Just when I thought I had survived my last first day of college, life throws me a surprise. Now that I think about it, I feel stupid for panicking like a rat in the face of a cat. So what if you were there? I’m already doing okay. I’ve accepted the fact that we cannot have a relationship, even as friends. Why my sudden panic attack?

I guess it is true. When you repeat something to yourself a hundred times, it actually makes you believe it is true. Even if it cannot possibly be a 100%. Telling myself I wouldn’t see you anymore for the remaining year I have in college actually made me believe it was going to happen. Despite the fact that there is even a .00000000000000001% chance that we may bump into each other in the lib or in this case, the parking lot, telling myself it won’t happen actually made me believe it wouldn’t anymore. Thus, the surprise of my life when I actually saw you.

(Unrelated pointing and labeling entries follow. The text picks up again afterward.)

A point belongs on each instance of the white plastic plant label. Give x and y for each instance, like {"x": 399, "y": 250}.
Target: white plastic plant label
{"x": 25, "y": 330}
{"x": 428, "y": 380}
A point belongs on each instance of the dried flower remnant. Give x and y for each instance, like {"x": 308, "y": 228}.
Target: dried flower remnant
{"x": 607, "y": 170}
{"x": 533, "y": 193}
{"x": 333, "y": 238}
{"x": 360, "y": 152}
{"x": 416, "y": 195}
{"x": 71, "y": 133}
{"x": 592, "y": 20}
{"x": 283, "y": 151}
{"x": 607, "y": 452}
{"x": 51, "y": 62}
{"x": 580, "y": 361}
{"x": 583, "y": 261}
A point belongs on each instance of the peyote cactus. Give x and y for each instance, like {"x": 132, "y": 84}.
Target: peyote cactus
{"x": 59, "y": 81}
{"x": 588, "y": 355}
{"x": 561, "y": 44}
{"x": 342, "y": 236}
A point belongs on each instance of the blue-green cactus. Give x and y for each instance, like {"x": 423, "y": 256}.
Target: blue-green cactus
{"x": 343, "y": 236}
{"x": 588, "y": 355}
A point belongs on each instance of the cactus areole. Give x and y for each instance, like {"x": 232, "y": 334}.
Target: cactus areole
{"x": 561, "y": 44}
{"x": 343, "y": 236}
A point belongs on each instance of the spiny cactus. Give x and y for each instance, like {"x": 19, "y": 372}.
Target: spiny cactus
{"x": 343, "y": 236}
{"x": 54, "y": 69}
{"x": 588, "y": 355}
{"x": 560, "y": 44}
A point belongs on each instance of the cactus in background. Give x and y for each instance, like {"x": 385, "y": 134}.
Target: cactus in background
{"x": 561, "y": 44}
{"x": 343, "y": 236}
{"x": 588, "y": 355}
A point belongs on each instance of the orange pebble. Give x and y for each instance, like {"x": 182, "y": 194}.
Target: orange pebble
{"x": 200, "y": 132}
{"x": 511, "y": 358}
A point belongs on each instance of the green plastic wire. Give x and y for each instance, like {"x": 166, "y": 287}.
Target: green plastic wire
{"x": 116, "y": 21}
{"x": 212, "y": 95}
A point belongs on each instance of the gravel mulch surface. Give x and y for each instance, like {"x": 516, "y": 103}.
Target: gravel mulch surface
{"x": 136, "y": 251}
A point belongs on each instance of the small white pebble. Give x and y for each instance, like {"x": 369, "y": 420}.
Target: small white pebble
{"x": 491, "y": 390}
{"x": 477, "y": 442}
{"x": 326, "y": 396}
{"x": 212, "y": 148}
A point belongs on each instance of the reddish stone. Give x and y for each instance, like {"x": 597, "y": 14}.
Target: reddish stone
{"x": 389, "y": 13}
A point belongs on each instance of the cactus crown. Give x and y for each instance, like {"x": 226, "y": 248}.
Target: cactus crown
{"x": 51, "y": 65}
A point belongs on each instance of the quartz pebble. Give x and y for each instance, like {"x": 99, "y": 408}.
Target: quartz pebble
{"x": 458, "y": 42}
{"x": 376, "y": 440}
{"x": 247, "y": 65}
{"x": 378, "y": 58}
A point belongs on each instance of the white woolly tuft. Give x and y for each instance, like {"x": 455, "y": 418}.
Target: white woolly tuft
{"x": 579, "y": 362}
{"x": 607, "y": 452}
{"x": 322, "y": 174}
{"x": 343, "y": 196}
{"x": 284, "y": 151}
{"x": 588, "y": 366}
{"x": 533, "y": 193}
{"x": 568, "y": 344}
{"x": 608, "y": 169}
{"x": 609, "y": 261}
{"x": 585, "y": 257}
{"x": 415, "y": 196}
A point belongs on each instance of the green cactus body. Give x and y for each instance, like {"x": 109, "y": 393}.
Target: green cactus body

Life wasn’t content with giving me a shock so it decided to surprise me with more drama. Shit, I thank that island for separating our cars. But despite the separation, you cutting in front of me knowing that it was me in that car, made me pause for a while. I remembered you telling me how you cut me while I was making a U-Turn in the Katipunan-C.P. Garcia intersection.

So much for the drama. That would’ve made a perfect drama scene in a soap. Hahaha. I’m glad I’m okay. At least that’s one thing I’m sure of. All I can say is.. Life’s funny like that. :p

***
When all you got to keep is strong
Move along, move along like I know you do
And even when your hope is gone
Move along, move along just to make it through.